Open eladmw opened 3 years ago
Great idea. Any specific tests you would be interested in?
I used to actually use gplearn, but the pure-Python/numpy performance was never enough for any of the problems I work on in my research. The whole reason I wrote PySR was so I could get the SR performance I need for my projects. (Eureqa is still the fastest GA-based option out there, but it's commercialized and online-only now, and without a Python API, which makes experiments hard to run, so I've actually stopped using it in favor of PySR).
I think a lot of the difference between the packages comes from that DEAP (backend of gplearn) is pure-Python, whereas the entire search here is compiled end-to-end, and is asynchronously distributed. And also a few other optimizations introduced here that are specific to symbolic regression (like the constant tuning), which I'm not sure is available in DEAP.

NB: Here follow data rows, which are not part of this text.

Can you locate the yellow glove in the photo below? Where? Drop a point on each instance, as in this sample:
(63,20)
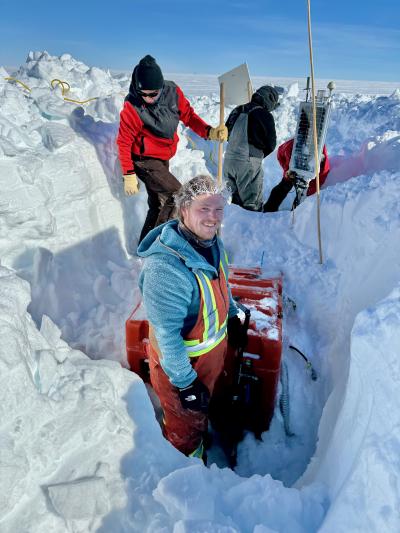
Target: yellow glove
(220,133)
(131,184)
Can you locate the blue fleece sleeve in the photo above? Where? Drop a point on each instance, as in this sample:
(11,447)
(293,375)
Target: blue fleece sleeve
(233,308)
(167,294)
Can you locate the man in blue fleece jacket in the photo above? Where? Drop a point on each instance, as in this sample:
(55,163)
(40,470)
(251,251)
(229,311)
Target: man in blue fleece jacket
(184,283)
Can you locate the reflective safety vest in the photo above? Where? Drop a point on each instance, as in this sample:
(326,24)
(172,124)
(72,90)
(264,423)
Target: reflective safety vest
(211,325)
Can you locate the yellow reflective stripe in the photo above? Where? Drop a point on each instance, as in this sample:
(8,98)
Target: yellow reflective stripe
(191,342)
(224,266)
(205,310)
(209,348)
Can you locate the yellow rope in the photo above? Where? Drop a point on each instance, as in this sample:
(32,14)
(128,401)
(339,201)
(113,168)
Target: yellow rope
(18,81)
(314,131)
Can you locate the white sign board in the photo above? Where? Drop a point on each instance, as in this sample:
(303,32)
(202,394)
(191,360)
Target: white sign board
(237,85)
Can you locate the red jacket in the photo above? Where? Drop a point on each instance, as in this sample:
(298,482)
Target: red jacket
(135,138)
(284,155)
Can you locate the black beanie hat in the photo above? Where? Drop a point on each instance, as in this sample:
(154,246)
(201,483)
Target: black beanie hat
(147,74)
(267,96)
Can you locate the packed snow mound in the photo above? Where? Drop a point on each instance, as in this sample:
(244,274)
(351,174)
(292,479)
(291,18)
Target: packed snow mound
(80,449)
(64,423)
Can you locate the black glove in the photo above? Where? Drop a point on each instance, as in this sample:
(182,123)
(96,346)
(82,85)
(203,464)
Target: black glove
(235,332)
(195,396)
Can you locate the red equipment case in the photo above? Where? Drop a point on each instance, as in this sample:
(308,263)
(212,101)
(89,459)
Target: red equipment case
(263,295)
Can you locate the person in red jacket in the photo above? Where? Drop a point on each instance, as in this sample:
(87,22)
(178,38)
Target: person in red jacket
(147,138)
(280,191)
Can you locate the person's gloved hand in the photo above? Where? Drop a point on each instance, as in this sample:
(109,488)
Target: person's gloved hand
(235,332)
(220,133)
(195,396)
(131,184)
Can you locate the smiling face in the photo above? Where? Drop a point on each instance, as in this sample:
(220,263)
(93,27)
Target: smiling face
(204,215)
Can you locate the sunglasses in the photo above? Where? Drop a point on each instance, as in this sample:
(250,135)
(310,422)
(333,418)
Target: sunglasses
(151,94)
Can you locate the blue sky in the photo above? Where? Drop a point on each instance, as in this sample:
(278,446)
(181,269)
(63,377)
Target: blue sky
(352,39)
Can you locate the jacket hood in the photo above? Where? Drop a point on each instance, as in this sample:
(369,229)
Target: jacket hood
(165,239)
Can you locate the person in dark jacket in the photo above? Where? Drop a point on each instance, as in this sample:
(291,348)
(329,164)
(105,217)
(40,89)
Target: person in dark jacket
(148,139)
(251,137)
(280,191)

I can start by putting this in the README (or a separate repo for benchmarks?), but I'd also eventually like to write this up somewhere!
Cheers, Miles
For a benchmark, I would say : speed, performance, features, and simplicity
FIY, I've been using both GPLearn and PySR and in for the cases I considerd PySR was both faster and more accurate.
I found as well this paper that compares PySR and GPLearn and other methods as well.
This issue is from 2021 so just to mention that nowadays there’s also the PySR paper itself: https://arxiv.org/abs/2305.01582 which does a bunch of benchmarking and other comparison.
Sadly that paper doesn’t include PySR in the benchmark 😞
Can you do a basic comparison between this and gplearn with regards to speed and flexibility?